One way to cope with the latency of cache misses suffered by loads and stores is to buffer and pipeline their accesses. However, due to features of large-scale multiprocessors such as caches, distributed memory, and general interconnection networks, it is likely that multiple accesses issued by a processor will be performed out of order. This may lead to incorrect program behavior if the program depends upon accesses completing in a certain order. Therefore it may be necessary to restrict the types of buffering and pipelining that are permitted. These restrictions are dictated by the memory consistency model supported by the multiprocessor.
Several memory consistency models have been proposed. The strictest model is that of sequential consistency (SC) [50]. It requires the execution of a parallel program to appear as some interleaving of the execution of the parallel processes on a sequential machine. While conceptually intuitive, this model imposes severe restrictions on the buffering and pipelining of memory accesses. One of the least strict models is the release consistency model (RC) [27]. It requires that synchronization accesses in the program be identified and classified as either acquires (e.g., locks) or releases (e.g., unlocks). An acquire is a read operation (which can be part of a read-modify-write) that gains permission to access a set of data, while a release is a write operation that gives away such permission. This information is used to provide flexibility in the buffering and pipelining of accesses between synchronization points. The main advantage of the relaxed models is the potential for increased performance. The main disadvantage is increased hardware complexity and a more complex programming model. In this section we will evaluate the benefits of relaxed consistency models and explore their interaction with prefetching.

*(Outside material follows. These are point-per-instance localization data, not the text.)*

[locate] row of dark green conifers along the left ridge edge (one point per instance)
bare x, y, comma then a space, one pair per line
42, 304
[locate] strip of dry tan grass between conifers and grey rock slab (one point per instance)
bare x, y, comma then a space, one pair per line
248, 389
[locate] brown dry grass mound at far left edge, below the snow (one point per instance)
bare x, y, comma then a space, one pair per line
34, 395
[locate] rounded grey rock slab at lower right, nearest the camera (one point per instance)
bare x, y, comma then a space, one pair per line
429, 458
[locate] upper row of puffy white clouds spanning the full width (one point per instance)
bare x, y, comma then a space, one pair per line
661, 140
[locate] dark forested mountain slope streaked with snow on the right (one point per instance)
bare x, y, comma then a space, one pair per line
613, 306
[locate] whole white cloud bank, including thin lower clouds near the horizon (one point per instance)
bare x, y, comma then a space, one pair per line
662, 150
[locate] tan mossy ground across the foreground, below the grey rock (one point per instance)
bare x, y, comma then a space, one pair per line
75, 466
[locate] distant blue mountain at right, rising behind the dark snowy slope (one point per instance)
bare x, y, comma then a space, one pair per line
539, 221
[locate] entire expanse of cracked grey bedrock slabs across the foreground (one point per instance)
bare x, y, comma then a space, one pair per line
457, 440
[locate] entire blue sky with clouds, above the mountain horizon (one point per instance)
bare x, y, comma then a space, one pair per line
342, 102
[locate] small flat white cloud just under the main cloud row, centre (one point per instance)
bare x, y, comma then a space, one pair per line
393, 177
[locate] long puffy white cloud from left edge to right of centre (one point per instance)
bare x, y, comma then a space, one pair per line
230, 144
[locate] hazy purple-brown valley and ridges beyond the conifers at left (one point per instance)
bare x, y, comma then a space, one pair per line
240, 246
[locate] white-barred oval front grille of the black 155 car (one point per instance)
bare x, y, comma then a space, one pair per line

The multiprocessor architecture we have been using so far uses RC. The writes are buffered and the reads are allowed to bypass pending writes. With the lockup-free cache, a single read miss and an arbitrary number of write misses (limited only by the write buffer size) may be processed simultaneously. Therefore the latency of writes should have no direct impact on performance under our implementation of RC. The SC implementation that we evaluate is satisfied by ensuring that the memory accesses from each process complete in the order that they appear in the program. This is achieved by delaying the issue of an access until the previous access completes. Since the processor already stalls on reads until they complete, the only modification necessary to satisfy SC is to explicitly stall after every write until the write access completes.
Figure shows the performance of the multiprocessor applications under the SC and RC models. The memory stall time in these bars has been broken down further into both read stalls and write stalls. Comparing the cases without prefetching under the two models, the main performance impact of RC is to eliminate the time spent stalled for writes. In several cases (e.g., OCEAN, LU, and MP3D) this resulted in dramatic performance improvements (more than 40%). The pipelining of writes under RC also reduced synchronization stall times somewhat by allowing release operations (e.g., unlocks) to be propagated faster. While relaxing the consistency model effectively hides the latency of write accesses, the latency of read misses still remains.
Overall, the speedup due to prefetching under SC is typically at least as large as it is under RC. The reduction in read stall time is similar under both SC and RC. However, the reduction in write stall time varies depending on how effectively exclusive-mode prefetching is used. In three cases (OCEAN, LU, and MP3D) exclusive-mode prefetching eliminates most of the write latency, and therefore the speedup due to prefetching under SC is larger than under RC.
Comparing the cases with prefetching under the two models, the SC case approaches the absolute performance of the RC case when either (i) exclusive-mode prefetching effectively hides write latency (e.g., LU) or (ii) there is little write latency under SC to begin with (e.g., CHOLESKY). The case with the largest performance gap is PTHOR, where there is a significant amount of write latency, and little of it is hidden by prefetching. However, even when prefetching is relatively successful at reducing write latency under SC, enough remains that the best overall performance always comes through the combination of both prefetching and RC.
Hence, we see that prefetching and relaxed consistency models are complementary. Relaxed consistency models eliminate write latency in shared-memory multiprocessors, and prefetching reduces the remaining read latency.